Language Analysis Modernization Lead (S2)
Run Date: 09/06/2011
(S//SI//REL) Editor's intro: At the SID town hall meeting of February 2011
(pictured) briefed on Human Language Technology, i.e., tools that sort through SIGINT voice
collection and automatically find the most promising nuggets, thereby saving linguists countless
hours. What's happened with HLT since that time?
(S//SI//REL) In 2011 we deployed HLT Labs to Afghanistan, NSA Georgia, Latin American SCS
sites, and NSA Texas.
(U) Afghanistan-area targets
(S//SI//REL) Afghan Regional Operating Cryptologic Center (AROCC) analysts started using HLT
Labs to track their targets in April, and when the analytics were successfully used to find new
information, the mission was expanded to include international teams.* The Afghanistan
deployment boasts some technological firsts associated with cloud computing** and includes the
full suite of analytics with Pashto speech-to-text (STT). Recendy French analysts in the ARC were
able to find target speakers on new selectors using speaker recognition.
(S//SI//REL) Our deployment to NSA Georgia enables us to partner with analysts to assess the
performance of our newest STT models: Pashto and Farsi. These languages have limited training
data which creates challenges for STT, and we have been focused on finding applications that are
beneficial even for these low-resource languages. NSA-Georgia traffic includes noisy VHF
collections which seriously degrade analytic performance; however, analysts can still find target
speaker cuts on unknown frequencies.
(U) Spanish-speaking targets
(S//SI//REL) Spanish is the most mature of our speech-to-text analytics, and has higher keyword-
search accuracy than other deployed STT models. We’ve had great success searching for Spanish
keywords at NSA Texas and Latin America SCS sites.
(S//SI//REL) For example, in early August a new NSA Texas user applied keyword search the
morning after his training to find a previously unreported cut from a drug trafficking target.
Likewise, the OIC of one of the Latin American SCS sites recently reported he was able to find
foreign intelligence regarding a Cuban official in a fraction of the usual time. His comment: This
same example could be used over and over by many that have to go over countless voice cuts to
finally dig that gold nugget that will turn into a report.
(U) Development work continues
(U//FOUO) The R6 research team is working to add new applications, improve keyword search
capability, enhance analytics, add new languages, and refine the user interface. Recently the
Summer Camp for Applied Language Exploration (SCALE) — a joint NSA Johns Hopkins
University exercise — investigated new ways to use the results of HLT analytics from existing
targets to find new targets.

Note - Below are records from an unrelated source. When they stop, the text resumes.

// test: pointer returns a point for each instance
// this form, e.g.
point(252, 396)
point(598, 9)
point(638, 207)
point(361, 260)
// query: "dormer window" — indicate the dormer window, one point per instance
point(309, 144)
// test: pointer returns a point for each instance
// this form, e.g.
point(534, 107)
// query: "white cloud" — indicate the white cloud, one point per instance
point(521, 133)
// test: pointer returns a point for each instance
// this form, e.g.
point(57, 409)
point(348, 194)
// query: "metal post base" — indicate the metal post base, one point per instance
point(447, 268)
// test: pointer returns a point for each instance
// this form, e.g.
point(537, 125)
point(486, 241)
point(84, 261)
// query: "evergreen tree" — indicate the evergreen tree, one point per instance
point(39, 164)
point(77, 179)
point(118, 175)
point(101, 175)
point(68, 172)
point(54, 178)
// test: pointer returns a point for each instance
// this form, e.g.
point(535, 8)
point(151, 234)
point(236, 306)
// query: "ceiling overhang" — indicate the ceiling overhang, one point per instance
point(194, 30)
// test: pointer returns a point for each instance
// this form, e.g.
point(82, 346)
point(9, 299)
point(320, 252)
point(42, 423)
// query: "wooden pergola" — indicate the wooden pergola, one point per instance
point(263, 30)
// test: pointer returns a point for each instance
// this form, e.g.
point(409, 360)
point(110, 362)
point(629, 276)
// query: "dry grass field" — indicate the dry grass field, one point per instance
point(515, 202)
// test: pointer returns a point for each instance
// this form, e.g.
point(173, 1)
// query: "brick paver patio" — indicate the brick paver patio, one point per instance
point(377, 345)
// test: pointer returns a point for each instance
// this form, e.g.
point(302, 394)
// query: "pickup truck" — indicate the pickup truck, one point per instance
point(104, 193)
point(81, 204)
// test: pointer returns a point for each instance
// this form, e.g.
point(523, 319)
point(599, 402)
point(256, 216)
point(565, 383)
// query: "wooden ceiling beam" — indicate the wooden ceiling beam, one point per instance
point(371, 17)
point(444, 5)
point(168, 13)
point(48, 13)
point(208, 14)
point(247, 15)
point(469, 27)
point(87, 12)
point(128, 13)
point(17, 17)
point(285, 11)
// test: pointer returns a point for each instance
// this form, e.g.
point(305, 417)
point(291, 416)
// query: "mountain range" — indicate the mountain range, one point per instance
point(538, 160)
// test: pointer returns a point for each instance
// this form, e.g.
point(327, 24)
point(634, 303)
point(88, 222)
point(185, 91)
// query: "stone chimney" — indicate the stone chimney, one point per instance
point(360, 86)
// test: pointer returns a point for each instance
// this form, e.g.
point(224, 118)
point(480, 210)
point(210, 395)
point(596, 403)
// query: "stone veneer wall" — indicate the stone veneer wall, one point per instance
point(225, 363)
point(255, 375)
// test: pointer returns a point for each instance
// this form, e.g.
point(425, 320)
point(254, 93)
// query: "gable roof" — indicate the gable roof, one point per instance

Research is also working closely with the SPIRITFIRE (voice analytics)
and TransX (translation, transcription and transliteration) efforts to ensure HLT Labs capabilities
are included in the corporate solution for enterprise deployment in 2012.
(U//FOUO) More information about HLT Labs is available here.
(U//FOUO) See a related SID today article about HLT here.
* (S//REL) The international teams were from the Analysis and Research Cell (ARC), Task Force
310, and Combined Joint Special Operations Task Force (CJSOTF).
** (S//SI//REL) Specifically, the Afghan deployment is the first use of DISTILLERY and
CLOUDBASE on a GHOSTMACHINE platform.